Müşrikler her yandan saldırıyorlar, Resûlullah’ın vücudunu ortadan kaldırmak istiyorlardı. Bir ara azılı müşrik İbni Kamiâ, Peygamberimizin yanına kadar sokulmuştu. Bir fırsatını bulunca da Peygamberimizin yüzünü yaraladı, iki dişini de şehit etti. Bir anda Resûlullah’ın yüzünü kanlar içinde gören Ümmü Ümâre, azılı müşriğin üzerine hücum etti. Birkaç darbe indirdi. Fakat İbni Kamiâ üst üste iki zırh giymişti. Bu sebeple vuruşları ona tesir etmedi. Bu arada bu nasipsiz müşriğin darbesiyle omuzundan ağır bir şekilde yaralandı. Yetişen sahabiler İbni Kamiâ’yı geri püskürttüler.
Peygamberimiz onun yaralandığını görünce, oğlu Abdullah’a (r.a.), “Annenin yarasını sar!” buyurdu. Sonra da bu bahtiyar aileye şu müjdeyi verdi:
“Allah’ın bereketi üzerinize olsun! Annenin makamı, filan ve filanın makamından hayırlıdır. Babanın makamı da filan ve fılancanınkinden hayırlıdır. Senin makamın ise, filanların makamından hayırlıdır. Allah sizin ailenize rahmet etsin!”
Nesîbe Hatun bunları duymuştu. Sevincine diyecek yoktu. Fakat o, bu fırsatı daha iyi değerlendirmek istiyordu, “Yâ Resûlallah, dua edin de cennette sana komşu olalım!” ricasında bulundu. Resûlullah (a.s.m.) bu bahtiyar kadını kırmadı. Ellerini açtı, “Allah’ım, bunları cennette bana komşu ve arkadaş eyle!” diye dua etti. Artık Nesîbe Hatun’un (r.anha) sevincine diyecek yoktu. “Bu kadar yeter! Bana artık ne musibet gelirse gelsin basittir.” diye sevincini açıkladı.
Uhud Savaşı’nın sonunda, Hz. Ümmü Ümâre’nin 12-13 yerinden yaralandığı tespit edildi. Bunların en ağırı, omuzundan aldığı yaraydı. Bir yıl onun tedavisiyle uğraştı.
Ümmü Ümâre’nin (r.anha) Resûlullah’ın yanında apayrı bir yeri vardı. Zaman zaman onun ziyaretine gider, gönlünü alırdı. Bir defasında yine ziyaretine gitmişti.

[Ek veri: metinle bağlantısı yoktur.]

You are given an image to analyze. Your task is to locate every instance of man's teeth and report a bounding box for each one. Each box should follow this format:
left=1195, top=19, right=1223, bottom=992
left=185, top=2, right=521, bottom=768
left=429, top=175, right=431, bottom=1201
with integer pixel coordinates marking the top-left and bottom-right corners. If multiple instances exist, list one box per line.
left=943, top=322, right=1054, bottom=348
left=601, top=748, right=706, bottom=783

Yarasının ne durumda olduğunu sordu. Evdekilerle bir müddet sohbet etti. Ümmü Ümâre (r.anha) bu ziyaretten son derece memnun olmuştu. Evde olan şeylerden Resûlullah’ın önüne bir sofra kurdu. Fakat kendisi sofraya oturmadı. Peygamberimiz, “Gel, sen de ye.” buyurdu. Hz. Ümmü Ümâre, “Ey Allah’ın Resûl’ü, ben oruçluyum.” dedi. Onun ibadete gösterdiği bu hassasiyet Peygamberimizin hoşuna gitti. Ona şu müjdeyi verdi:
“Bir oruçlunun yanında yemek yenildiği zaman, sofra kalkıncaya kadar melekler oruçluya dua ederler.”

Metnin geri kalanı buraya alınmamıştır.